Aug. 25th, 2012

Pi and i

Aug. 25th, 2012 10:36 am
avevale_intelligencer: (Default)
"Human beings," Powers began.

"Aha," said Rob. "I sense a bout of demiurge-splaining coming on. All right then, maestro, tell us about ourselves. We're all agog." He mimed disco dancing. "Agog a go-go, you might say."

"Children," Powers muttered darkly. "Human beings, as I was saying, possess the faculty of imagination, and that's a great thing. God, if god is anything, might be described as one vast and vivid imagination, and that's what the Bible means when it talks about you being made in God's image. Imagination is the central thing; all the rest is support mechanism. If you have one fault, and believe me you have many, it's your tendency to imagine that what you imagine is real, just because it helps you to deal with reality.

"Pi, the number, is a real thing. Circles exist in nature, though very few of them are perfect, and humans can create circles as well, and sometimes even they are perfect. Incidentally, that thing about the Bible saying pi is 3 is nonsense; all it's saying is that something was perfectly circular when it was actually ever so slightly oval and nobody had the heart to mention it. But wherever there is a perfect circle, the ratio between its diameter and its circumference will be a number expressed as pi in the units used for the two measurements. It's a real number. You could go into a supermarket and buy approximately pi ounces of cooked ham or something, though it would have to be approximate.

"i, on the other hand, is the result of imagination enabled by logic. All numbers have square roots, minus one is a number, therefore minus one must have a square root. And it's been very useful in helping you think about things like fluid dynamics and electromagnetism, which are real things. But it's not real. You can't go into a supermarket and get i ounces of cooked ham. i is not the same kind of thing as pi."

"Name, Ethan Powers," Zander murmured, "specialist subject, the frodding obvious."

"And you can imagine," the demiurge continued, "in a nebulous sort of way, a universe in which everything is simultaneously moving away from everything else, even though you have to reimagine that universe as something like the skin of an inflating balloon to do so. And that was the great discovery which lies at the heart of relativity; a brilliant effort of imagination. You didn't discover that there wasn't an absolute frame of reference; you imagined the universe without one and found that the sums still worked, and William of Occam did the rest.

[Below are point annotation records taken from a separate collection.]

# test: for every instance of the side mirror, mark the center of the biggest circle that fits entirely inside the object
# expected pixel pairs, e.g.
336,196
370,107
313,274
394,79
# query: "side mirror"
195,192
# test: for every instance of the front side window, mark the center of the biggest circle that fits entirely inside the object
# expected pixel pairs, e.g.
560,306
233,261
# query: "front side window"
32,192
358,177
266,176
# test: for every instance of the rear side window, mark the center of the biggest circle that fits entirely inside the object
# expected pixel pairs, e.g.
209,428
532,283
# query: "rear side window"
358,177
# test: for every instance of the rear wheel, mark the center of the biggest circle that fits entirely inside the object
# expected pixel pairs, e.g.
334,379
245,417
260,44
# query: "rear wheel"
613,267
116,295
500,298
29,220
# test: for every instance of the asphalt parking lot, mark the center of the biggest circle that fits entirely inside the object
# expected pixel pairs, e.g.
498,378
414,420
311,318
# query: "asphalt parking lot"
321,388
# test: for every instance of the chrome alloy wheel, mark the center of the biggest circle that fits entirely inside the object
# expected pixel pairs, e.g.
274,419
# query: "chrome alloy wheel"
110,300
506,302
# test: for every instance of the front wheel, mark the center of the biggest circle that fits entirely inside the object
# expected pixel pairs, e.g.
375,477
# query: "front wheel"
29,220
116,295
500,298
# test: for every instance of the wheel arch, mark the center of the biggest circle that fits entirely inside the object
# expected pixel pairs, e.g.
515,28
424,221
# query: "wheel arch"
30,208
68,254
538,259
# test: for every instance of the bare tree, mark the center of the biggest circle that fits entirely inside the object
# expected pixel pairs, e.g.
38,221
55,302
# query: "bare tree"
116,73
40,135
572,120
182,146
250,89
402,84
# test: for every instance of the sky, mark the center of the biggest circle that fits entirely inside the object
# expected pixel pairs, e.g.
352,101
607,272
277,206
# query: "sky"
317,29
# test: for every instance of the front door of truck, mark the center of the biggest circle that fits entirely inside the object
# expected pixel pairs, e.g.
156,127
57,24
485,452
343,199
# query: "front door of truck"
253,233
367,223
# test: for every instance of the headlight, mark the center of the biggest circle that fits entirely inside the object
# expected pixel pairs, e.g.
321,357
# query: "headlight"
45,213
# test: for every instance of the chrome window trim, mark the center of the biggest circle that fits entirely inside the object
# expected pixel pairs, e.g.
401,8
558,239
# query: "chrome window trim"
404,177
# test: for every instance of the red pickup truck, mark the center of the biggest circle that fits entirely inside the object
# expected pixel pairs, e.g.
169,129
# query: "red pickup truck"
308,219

"But the skin of a balloon metaphor still has a point of origin built into it; the centre of the volume of air inside the balloon. Anything that expands measurably in all directions has to have a point of origin from which that expansion starts. If everything in the universe were truly expanding at the same rate from its own centre, there would be no relative motion, and no way of detecting such expansion, because the measuring devices would be expanding at the same rate. Since there is relative motion, there must be a point at which all such motion began. If things are measurably moving apart, there was a time and a place when they were closer together.

"The expansion of the universe--all motion--is a pi thing. It's real and measurable. Relativity turns it into an i thing, a thing that can be imagined, like a TARDIS or a box that contains all boxes, but that doesn't make sense. The sums work to a point, of course they do, but that's because you're doing such limited things with them. Only when you get past relativity and its quantumy offspring, to the next great pi-type discovery, will some of the answers to the unanswered questions--and you know there are loads of those--start to fall into place. Want to know where all the missing matter is? Start by assuming that it isn't missing. That kind of thing. Imagination is the most important quality a scientist can have, it's the mainspring of all discovery, but it can lead you down alleys that leave you so blind you can't even tell you've stopped moving."

"Lacking an absolute frame of reference, perhaps," Rob murmured. "Some day," he told Zander, "you're going to find out that this chap is nothing but a cheap carnival fakir with a plausible line in patter. He obviously knows no more about science than you do."

"Yes, that would follow," Zander said. "But then, no more do you. I can imagine you both as experts, and listening to you argue certainly helps me think, but it's not real. Anyway, he's just miffed because the hedgehogs went on a two-year sabbatical to Angkor Wat and didn't invite him."

"I could have been invaluable," Powers muttered.

"Yes, but you so rarely are."

Powers was still trying to come up with a riposte when a mass of white, creamy goop impacted on his face, closely followed by the paper plate to which it was adhering. Zander tracked the object in motion back to its point of origin. At the flap of the tent, three small, lithe, tanned and above all spiky figures in Hawaiian shirts and sunglasses beamed, waved and went "whee!"

"They're back," Rob announced unnecessarily.